This morning I woke up feeling really under the weather. All I wanted to do was crawl back in bed and sleep for a few more hours. Luckily, I started to feel better with a little more rest, but it got me thinking about the days of teaching, especially going back to school and getting sick from being around all the students again. I remember throwing together dreaded last minute sub plans when I was so sick I could hardly move from bed, and other days sucking it up and dragging myself to school because the thought of sub plans seemed worse than just going to work. This was until I started preparing for being sick at the start of the year.
Since being sick isn’t something you can normally predict like vacation, it adds the pressure to send sub plans early in morning so the students have something to do that day. What I learned was a small amount of work on the front end can save you a ton of work on those mornings you’re sick. Here are some ways to prepare for the days that you need to take care of yourself that’ll help you be less stressed and let you focus more on getting well.
Way To Prepare For Being Sick
- Have a sub binder. Having a sub binder will save you a lot of worry when you can’t make it to school. It can be an actual binder, a Dropbox, Google Drive, or on your school’s driver. Just make sure that it’s accessible to others. I recommend having in your binder:
- Class schedule- This is a mistake that can cause a lot of confusion for a sub. If your schedule or room changes, make sure to include every day and room numbers!
- Classroom rules and procedures– Having these available for the sub makes it much easier for them to enforce the rules.
- Seating chart (with pictures if possible)– The sub will appreciate this, and if students act out then they can report who the culprit was.
- Student helper in each class– Choose a student who can be trusted to be a helper to the sub in your classes.
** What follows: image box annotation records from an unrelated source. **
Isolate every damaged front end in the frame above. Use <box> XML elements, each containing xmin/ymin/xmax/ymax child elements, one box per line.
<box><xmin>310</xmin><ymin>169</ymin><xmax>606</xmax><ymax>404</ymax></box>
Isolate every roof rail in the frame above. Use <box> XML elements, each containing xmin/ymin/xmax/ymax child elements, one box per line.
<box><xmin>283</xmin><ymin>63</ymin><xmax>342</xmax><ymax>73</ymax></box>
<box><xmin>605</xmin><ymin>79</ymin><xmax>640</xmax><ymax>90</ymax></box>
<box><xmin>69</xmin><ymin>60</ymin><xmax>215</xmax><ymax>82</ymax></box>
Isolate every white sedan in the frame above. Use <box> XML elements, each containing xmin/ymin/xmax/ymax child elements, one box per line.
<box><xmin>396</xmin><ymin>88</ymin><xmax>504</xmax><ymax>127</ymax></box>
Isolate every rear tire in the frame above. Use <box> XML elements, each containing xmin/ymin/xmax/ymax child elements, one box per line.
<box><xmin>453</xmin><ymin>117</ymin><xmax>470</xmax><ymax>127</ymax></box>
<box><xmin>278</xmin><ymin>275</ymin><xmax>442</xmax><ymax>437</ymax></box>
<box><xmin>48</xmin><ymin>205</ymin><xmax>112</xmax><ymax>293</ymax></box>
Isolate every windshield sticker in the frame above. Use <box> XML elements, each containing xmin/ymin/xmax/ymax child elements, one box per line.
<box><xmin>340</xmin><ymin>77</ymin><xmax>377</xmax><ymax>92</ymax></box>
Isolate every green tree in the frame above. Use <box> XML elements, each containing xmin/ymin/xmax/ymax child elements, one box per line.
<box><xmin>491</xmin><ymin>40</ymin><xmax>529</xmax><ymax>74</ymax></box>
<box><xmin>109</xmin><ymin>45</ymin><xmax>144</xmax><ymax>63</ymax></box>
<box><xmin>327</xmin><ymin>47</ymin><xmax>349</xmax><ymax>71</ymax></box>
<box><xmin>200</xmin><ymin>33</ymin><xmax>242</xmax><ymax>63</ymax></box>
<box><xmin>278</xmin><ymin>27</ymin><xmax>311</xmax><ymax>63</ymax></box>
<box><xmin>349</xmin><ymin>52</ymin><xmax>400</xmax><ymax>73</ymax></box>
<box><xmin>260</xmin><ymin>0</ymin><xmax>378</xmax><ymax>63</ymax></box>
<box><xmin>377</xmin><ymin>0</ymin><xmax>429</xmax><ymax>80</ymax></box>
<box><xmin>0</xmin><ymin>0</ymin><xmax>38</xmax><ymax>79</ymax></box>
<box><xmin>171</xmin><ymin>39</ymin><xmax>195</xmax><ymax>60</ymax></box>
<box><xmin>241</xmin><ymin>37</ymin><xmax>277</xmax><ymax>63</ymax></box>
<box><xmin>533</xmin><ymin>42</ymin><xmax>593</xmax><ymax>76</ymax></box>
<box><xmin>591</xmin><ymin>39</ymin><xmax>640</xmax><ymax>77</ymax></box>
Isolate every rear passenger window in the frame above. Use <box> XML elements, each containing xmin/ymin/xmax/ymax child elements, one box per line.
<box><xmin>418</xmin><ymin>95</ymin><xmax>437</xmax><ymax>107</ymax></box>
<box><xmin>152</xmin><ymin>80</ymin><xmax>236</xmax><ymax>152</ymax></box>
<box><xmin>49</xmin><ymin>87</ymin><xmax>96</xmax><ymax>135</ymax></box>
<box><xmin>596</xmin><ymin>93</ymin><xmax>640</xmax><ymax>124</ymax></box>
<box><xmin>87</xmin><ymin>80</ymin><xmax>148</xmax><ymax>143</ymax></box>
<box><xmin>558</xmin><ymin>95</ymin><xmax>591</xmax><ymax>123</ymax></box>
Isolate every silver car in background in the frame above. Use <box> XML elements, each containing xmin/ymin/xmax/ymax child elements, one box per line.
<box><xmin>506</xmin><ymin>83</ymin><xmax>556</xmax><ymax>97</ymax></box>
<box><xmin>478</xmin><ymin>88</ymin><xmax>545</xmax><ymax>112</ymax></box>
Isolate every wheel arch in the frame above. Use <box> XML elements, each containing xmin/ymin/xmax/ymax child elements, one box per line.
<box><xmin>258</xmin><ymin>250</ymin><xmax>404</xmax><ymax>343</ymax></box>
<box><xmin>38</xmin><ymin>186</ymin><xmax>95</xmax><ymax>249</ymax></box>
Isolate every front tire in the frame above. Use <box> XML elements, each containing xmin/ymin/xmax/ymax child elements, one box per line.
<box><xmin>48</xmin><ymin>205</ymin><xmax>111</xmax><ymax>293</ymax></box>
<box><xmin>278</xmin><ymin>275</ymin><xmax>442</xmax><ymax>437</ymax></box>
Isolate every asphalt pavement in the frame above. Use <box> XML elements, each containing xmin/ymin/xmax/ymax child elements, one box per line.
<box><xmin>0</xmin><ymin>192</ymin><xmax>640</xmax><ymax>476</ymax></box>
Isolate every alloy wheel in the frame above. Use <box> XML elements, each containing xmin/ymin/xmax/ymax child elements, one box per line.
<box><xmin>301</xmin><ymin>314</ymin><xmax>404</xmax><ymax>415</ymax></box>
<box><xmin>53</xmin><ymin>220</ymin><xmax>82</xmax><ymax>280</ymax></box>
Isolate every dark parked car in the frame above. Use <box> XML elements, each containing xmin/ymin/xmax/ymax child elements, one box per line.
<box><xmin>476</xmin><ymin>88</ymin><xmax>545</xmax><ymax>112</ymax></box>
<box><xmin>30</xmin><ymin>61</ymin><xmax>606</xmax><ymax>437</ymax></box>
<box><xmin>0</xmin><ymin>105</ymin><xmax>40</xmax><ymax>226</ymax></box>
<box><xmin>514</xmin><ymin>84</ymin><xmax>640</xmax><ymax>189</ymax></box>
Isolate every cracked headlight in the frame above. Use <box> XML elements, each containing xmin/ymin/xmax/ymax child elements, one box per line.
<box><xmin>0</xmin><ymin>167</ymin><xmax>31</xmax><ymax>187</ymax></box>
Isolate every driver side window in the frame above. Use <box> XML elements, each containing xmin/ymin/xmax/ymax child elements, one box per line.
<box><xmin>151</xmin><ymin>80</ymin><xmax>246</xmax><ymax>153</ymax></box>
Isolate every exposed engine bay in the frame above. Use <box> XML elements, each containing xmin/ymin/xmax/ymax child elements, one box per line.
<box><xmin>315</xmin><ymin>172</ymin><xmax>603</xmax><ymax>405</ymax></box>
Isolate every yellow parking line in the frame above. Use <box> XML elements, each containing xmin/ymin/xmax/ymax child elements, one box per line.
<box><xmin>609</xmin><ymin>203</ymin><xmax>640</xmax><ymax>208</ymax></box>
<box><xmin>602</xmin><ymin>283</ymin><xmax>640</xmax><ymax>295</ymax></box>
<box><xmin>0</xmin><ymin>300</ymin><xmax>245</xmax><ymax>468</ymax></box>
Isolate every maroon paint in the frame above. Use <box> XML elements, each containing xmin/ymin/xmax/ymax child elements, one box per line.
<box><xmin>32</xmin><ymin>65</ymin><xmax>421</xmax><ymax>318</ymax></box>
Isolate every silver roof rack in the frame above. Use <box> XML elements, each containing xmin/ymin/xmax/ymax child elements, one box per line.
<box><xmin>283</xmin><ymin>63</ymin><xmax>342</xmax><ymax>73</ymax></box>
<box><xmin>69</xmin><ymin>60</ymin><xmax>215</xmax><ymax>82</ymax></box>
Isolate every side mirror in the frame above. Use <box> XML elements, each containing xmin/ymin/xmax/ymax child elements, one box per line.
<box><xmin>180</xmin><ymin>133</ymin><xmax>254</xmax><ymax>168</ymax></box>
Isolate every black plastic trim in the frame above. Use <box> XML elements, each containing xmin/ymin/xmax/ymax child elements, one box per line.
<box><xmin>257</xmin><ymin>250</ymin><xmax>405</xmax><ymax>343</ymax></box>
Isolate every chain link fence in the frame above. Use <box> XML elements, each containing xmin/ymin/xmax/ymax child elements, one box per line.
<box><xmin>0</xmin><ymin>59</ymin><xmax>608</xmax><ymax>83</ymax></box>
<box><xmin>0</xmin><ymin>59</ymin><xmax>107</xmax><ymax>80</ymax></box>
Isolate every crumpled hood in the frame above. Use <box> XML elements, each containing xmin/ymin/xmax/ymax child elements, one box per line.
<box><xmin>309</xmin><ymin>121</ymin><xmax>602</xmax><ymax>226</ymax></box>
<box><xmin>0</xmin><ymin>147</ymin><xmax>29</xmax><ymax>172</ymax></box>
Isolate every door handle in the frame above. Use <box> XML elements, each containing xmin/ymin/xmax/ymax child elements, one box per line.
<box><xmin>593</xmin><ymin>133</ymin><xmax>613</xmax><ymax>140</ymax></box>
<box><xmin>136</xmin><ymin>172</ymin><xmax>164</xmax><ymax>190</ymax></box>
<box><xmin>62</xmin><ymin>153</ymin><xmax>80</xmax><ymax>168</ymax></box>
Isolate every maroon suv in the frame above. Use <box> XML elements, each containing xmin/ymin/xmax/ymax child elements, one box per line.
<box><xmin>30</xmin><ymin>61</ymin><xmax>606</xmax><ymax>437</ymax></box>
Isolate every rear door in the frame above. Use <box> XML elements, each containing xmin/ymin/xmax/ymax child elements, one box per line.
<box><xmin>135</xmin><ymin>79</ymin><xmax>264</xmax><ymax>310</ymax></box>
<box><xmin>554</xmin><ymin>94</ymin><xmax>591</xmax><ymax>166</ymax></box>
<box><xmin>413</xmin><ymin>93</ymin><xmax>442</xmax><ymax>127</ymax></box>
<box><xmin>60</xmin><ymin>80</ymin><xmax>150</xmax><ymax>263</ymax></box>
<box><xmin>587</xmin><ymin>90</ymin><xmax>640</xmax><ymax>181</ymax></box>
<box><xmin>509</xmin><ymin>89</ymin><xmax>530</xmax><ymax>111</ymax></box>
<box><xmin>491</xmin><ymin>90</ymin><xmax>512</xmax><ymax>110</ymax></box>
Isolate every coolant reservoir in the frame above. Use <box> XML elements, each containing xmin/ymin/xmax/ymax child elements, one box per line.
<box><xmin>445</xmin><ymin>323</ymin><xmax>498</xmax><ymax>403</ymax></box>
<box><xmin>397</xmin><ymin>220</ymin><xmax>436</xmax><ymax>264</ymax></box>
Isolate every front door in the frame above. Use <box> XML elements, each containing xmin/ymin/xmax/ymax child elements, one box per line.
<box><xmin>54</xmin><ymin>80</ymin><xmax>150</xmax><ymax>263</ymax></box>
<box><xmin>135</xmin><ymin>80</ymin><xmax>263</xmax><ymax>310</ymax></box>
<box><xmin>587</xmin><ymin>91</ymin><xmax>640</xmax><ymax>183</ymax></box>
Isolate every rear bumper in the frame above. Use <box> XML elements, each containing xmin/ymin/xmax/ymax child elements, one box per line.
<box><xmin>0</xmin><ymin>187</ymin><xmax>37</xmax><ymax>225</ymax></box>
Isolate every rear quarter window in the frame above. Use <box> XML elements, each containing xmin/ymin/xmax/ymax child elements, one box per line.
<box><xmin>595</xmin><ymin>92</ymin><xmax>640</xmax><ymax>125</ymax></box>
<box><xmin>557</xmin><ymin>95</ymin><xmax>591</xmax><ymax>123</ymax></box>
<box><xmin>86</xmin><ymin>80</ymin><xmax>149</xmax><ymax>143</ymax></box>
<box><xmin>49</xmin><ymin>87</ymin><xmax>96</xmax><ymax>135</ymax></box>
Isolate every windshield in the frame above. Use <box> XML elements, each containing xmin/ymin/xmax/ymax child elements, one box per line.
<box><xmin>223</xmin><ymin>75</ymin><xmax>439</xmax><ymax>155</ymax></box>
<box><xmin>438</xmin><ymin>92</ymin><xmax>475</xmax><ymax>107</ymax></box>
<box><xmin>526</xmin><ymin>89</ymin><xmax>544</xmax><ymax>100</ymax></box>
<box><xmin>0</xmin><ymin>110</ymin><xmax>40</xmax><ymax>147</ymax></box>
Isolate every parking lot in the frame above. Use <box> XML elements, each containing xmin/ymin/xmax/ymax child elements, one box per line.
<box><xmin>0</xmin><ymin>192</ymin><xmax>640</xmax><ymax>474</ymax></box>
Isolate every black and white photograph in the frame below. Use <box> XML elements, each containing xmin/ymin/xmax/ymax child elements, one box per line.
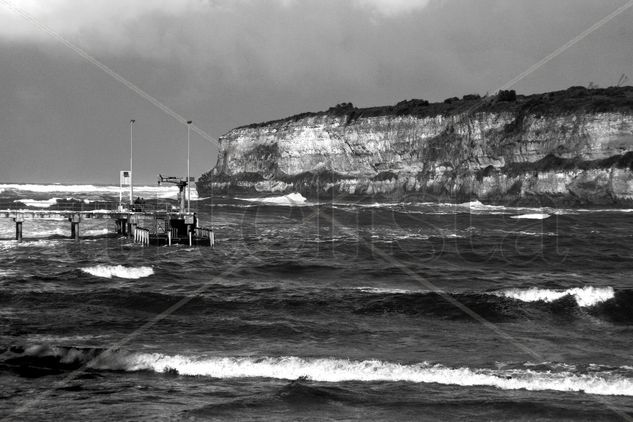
<box><xmin>0</xmin><ymin>0</ymin><xmax>633</xmax><ymax>422</ymax></box>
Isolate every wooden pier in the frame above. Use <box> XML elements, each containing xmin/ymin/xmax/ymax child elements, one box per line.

This gives them someone to turn to if they are unsure.
- Packets of review activities for students- Students could always use time to review important standards, so spiral back in those important standards. Make 3-5 packets ahead of time, so you’re covered. Avoid new concepts that students can’t complete independently. This opens up the door for off task behaviors.
- Use online resources to make sub plans. Don’t reinvent the wheel. Use Teachers Pay Teachers or other online resources so you aren’t stressing. As mentioned above, spiral in important concepts for students to practice that they need to review for upcoming lessons or exams.
- Let a colleague and a few students know where your sub plans are. If it’s a binder or some other form of sub plans, make sure someone knows where they are if you’re sick. You don’t want to get an email or call saying no one could find them.
- Plan activities that require little work from the sub. This saves the sub from having to run around the classroom answering individual questions, students getting off task, or other chaos breaking out.
- Set clear expectations for students at the beginning of the year for when they have a sub. Make sure you talk about expectations for when you aren’t there at the beginning of the year and review often. You won’t have to worry as much about students behavior while you are trying to get better.